Die Übergangsregierung in Libyen hat sich mit dem Vorwurf auseinanderzusetzen, ihre Anhänger hätten im Kampf gegen das Regime von Muammar al-Gadhafi Menschenrechte verletzt. Kämpfer und Anhänger des Nationalen Übergangsrats hätten frühere Mitglieder der Sicherheitskräfte "entführt, willkürlich gefangen gehalten, gefoltert und getötet", heißt es in einem Bericht der Menschenrechtsorganisation Amnesty International.

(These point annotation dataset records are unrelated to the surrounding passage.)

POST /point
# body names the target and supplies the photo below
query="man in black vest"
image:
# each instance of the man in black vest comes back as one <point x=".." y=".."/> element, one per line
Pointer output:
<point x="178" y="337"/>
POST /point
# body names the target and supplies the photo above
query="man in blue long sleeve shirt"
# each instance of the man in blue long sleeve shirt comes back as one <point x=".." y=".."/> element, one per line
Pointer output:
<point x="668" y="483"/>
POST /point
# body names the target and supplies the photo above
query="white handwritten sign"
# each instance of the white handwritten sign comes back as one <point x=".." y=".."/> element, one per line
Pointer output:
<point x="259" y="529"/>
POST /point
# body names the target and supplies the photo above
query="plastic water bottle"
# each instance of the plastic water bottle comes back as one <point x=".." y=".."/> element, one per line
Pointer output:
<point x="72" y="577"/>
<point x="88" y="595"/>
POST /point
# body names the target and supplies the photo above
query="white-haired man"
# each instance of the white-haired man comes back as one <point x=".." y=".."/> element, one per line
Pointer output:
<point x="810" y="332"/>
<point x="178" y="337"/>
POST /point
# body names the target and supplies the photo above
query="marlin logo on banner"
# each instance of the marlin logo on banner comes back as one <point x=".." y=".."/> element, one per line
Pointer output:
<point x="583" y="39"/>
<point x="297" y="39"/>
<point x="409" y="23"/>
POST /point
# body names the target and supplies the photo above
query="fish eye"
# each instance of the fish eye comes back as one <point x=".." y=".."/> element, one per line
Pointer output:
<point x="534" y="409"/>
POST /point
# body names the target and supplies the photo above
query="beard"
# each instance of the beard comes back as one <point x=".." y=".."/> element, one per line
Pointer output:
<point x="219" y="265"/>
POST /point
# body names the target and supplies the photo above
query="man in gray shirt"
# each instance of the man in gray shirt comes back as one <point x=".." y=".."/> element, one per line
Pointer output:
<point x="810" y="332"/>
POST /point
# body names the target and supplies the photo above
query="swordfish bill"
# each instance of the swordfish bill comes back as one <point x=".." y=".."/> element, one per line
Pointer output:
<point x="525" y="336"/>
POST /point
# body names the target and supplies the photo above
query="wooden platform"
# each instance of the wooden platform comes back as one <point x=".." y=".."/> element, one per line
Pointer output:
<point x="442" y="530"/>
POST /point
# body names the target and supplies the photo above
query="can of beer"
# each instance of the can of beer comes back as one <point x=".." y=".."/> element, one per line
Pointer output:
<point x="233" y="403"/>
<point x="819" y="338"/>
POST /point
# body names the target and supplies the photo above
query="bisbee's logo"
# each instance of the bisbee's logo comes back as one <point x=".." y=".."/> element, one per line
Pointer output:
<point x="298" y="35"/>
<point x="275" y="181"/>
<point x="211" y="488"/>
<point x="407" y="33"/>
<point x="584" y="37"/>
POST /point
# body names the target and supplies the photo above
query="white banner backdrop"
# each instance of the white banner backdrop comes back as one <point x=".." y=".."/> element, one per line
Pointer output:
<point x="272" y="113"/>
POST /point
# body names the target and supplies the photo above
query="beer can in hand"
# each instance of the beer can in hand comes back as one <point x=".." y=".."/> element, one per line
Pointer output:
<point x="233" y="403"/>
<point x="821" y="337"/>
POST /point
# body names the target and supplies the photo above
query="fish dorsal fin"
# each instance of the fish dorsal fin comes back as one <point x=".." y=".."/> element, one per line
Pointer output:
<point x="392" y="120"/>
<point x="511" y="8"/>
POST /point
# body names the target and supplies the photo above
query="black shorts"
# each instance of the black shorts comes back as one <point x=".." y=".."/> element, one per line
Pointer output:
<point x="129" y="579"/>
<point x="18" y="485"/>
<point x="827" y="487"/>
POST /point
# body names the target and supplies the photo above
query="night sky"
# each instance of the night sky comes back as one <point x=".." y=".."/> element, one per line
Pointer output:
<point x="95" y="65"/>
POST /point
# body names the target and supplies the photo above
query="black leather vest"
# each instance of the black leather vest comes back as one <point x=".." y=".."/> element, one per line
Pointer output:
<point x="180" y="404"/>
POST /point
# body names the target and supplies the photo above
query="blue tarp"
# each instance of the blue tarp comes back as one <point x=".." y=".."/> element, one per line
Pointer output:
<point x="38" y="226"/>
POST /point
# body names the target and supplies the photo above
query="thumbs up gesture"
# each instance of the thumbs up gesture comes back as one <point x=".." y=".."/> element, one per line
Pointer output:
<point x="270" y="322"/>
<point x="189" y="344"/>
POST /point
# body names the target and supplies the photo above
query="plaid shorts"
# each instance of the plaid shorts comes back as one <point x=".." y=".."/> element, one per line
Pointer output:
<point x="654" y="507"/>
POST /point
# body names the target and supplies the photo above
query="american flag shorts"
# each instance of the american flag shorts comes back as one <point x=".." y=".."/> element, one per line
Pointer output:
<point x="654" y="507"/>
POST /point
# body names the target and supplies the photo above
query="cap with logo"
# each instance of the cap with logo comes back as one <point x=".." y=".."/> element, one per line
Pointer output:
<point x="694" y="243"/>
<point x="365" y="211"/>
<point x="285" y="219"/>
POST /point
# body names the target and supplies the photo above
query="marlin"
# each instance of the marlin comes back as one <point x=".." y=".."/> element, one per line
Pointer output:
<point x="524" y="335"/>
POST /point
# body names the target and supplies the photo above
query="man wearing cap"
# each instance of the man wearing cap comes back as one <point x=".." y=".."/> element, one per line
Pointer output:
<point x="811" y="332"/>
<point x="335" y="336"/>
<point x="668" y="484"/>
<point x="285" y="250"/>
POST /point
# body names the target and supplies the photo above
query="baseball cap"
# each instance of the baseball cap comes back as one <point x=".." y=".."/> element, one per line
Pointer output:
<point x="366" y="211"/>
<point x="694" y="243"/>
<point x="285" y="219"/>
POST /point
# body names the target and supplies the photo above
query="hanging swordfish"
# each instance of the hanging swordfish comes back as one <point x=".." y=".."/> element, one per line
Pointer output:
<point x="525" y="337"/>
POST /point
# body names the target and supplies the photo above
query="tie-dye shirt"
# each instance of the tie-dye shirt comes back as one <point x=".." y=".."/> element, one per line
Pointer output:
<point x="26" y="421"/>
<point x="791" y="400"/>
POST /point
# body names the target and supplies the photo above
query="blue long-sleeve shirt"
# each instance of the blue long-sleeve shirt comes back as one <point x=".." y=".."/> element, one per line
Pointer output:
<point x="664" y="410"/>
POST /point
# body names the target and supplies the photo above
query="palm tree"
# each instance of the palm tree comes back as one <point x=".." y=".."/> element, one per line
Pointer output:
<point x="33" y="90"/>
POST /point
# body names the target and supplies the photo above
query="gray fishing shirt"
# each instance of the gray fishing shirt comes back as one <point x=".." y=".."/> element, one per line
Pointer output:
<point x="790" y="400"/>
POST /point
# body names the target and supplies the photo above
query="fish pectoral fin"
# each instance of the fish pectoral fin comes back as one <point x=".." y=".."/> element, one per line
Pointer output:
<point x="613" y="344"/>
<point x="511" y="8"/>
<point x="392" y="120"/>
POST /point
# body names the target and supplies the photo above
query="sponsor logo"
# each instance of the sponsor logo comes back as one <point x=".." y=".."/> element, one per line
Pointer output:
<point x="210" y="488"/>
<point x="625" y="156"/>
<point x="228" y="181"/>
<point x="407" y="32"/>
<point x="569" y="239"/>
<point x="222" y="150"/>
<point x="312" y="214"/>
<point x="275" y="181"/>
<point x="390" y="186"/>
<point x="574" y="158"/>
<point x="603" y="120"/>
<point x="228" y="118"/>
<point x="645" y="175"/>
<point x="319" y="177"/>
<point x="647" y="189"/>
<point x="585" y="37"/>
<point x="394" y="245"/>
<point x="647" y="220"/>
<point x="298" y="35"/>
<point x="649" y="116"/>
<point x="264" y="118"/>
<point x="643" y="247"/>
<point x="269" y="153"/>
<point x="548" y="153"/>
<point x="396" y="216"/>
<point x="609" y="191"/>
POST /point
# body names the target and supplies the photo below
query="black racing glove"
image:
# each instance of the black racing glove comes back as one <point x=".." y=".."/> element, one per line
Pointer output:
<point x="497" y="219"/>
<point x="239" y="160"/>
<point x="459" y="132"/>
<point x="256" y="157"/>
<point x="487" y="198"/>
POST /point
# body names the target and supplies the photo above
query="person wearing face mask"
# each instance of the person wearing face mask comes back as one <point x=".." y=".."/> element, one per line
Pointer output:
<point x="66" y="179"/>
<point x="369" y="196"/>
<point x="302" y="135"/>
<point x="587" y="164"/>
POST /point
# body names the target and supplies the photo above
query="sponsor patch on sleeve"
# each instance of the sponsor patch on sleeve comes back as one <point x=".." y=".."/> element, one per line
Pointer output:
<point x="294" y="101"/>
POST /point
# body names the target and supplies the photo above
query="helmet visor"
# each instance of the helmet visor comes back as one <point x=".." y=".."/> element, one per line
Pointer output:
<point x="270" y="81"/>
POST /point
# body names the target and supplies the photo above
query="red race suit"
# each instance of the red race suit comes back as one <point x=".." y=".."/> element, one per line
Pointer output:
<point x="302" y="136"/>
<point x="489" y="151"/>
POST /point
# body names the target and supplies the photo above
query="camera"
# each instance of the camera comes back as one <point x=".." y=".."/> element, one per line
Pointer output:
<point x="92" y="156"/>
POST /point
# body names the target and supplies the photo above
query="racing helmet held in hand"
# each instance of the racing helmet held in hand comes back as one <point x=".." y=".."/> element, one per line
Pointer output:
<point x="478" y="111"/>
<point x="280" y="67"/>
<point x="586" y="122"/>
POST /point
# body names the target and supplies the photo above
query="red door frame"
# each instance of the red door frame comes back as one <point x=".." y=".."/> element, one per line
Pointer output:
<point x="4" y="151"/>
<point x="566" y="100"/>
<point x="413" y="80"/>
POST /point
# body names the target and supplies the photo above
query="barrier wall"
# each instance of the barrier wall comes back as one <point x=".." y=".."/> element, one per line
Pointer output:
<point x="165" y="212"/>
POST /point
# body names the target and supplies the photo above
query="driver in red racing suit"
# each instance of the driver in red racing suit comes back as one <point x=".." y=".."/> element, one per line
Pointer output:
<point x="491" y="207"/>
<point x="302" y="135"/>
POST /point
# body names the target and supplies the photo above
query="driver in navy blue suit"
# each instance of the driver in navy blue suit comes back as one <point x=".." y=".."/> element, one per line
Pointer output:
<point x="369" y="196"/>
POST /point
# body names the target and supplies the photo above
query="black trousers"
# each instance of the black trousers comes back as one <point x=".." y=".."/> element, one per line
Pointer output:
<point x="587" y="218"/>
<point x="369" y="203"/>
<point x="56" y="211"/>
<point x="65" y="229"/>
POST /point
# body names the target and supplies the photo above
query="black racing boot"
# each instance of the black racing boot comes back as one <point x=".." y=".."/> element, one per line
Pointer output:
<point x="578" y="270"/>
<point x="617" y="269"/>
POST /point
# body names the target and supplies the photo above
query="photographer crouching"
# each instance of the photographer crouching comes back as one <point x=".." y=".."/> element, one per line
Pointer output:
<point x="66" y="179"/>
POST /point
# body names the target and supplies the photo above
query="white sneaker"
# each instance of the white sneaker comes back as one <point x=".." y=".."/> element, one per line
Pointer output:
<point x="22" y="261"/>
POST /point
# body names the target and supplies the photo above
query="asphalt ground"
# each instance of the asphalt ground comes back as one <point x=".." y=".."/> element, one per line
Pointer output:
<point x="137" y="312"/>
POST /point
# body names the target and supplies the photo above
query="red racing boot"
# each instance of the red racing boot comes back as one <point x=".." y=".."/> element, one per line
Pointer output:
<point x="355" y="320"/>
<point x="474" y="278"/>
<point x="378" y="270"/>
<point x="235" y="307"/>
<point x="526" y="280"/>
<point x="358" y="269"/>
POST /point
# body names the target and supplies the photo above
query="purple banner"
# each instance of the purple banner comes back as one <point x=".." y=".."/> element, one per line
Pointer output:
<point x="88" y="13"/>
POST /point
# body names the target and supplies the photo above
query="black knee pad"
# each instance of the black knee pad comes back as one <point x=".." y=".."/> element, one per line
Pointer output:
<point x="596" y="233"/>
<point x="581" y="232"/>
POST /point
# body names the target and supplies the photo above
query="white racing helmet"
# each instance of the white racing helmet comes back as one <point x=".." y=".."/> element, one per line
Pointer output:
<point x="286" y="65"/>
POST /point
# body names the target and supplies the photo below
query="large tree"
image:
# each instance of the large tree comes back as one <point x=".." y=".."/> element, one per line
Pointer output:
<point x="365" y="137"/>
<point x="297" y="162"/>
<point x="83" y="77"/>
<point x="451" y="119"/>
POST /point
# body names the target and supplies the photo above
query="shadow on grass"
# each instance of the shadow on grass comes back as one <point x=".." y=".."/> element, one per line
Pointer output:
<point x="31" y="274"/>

Sie hätten Zivilisten angegriffen und Gegner verschwinden lassen. Unter den Opfern waren dem Bericht nach auch vermeintliche Verbündete und gefangen genommene Soldaten. Die Regimegegner lynchten Schwarzafrikaner, die sie fälschlicherweise für Söldner hielten und töteten aus Rache. Die Vorfälle könnten Kriegsverbrechen sein, schreiben die Autoren des Berichts.

Die meisten Vergehen hätten jedoch Kräfte zu verantworten, die loyal zum langjährigen Machthaber Muammar al-Gadhafi standen, schränkte Amnesty ein. Das Bild der Lage sei noch unvollständig, hieß es. Man habe die neue Führung in Libyen aufgefordert, ihre Anhänger zu zügeln und jeden Missbrauchsvorwurf zu untersuchen.

Rechtsstaat versprochen

Insbesondere kritisierte Amnesty den Übergangsrat für sein Versäumnis, Gerüchte klarzustellen, wonach Gadhafi Schwarzafrikaner als Söldner angeheuert habe. Vorstandsmitglied Claudio Cordone rief die neue Führung auf, mit der Gewalt der vergangenen vier Jahrzehnte endgültig zu brechen. Künftig müsse die Achtung der Menschenrechte im Zentrum ihrer Politik stehen.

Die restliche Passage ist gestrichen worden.